Pede cachimbo

Porque hoje é domingo!

Há tipos e tipos de homens. E eu falo mesmo sobre homem, gênero masculino. E, não satisfeito, tenho de ser curto pois assim harmonizo com a brevidade de atributos que detém o homem comum, medíocre, de hoje em dia.

O sujeito dominante, a exemplo de uma cultura rasa que dita o tom da contemporaneidade, é do tipo que envergonha o macaco quando se cogita provar que o humano descende do animal. Pouco (ou nada) lê, forma opinião baseado em mecanismos psicológicos de frustração e afirmação e projeta nas aquisições materiais aquilo que o espírito jamais poderá alcançar: elevação. Na falta de intelecto, um iPhone novo.

Esse medioso é do tipo que dobra a roupa antes de trepar.

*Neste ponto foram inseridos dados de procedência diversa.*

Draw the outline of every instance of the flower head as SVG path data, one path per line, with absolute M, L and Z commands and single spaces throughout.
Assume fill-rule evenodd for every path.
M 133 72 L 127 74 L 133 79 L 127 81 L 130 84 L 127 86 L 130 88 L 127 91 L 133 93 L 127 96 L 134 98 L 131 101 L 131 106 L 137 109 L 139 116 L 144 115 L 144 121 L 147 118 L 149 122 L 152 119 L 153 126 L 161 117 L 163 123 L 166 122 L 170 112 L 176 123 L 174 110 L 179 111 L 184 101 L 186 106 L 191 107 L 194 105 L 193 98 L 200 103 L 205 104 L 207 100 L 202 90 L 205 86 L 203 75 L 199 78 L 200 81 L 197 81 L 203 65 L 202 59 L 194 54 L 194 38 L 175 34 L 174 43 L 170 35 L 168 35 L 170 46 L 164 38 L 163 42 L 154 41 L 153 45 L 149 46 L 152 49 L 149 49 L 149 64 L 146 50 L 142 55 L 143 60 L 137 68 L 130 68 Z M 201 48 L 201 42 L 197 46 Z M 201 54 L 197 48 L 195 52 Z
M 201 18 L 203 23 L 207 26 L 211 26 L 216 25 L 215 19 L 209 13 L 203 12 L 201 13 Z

Ouvi na última semana uma reprimenda de um desses exemplares da raça. Sentiu-se espantado que eu deixei de postar as minhas viagens e andanças pelo mundo. O gajo sabe que eu tenho um blog e que aqui escrevo sobre aventuras, opiniões e gracinhas não documentadas. Mas o blog exige esforço de leitura, ou o tal mindfulness da moda. Essas coisas são legais de enquadrar numa hashtag, mas vivê-las de fato… aí é outra história.

Vivem a investir. E que fique claro, antes do desenvolvimento da ideia, que não tenho absolutamente nada contra aplicações inteligentes do dinheiro, inclusive porque preciso aprender sobre o assunto de forma a (alerta lugar-comum) fazer o dinheiro trabalhar para mim. E porque seria bastante imbecil achar que a ignorância econômica pode me trazer algum benefício. Mas o medíocre só concebe como investimento aquilo que trata da contagem de cédulas. Ignora que a contabilização de amigos e aventuranças também tendem a render enormes lucros.

São formadores de opinião. Não da alheia, mas das próprias. Baseiam-se em dialética histórica? Até parece! Tratam-se de colossais usinas emissoras de fumaça vinda da cachola ininterrupta de BLA BLA BLA.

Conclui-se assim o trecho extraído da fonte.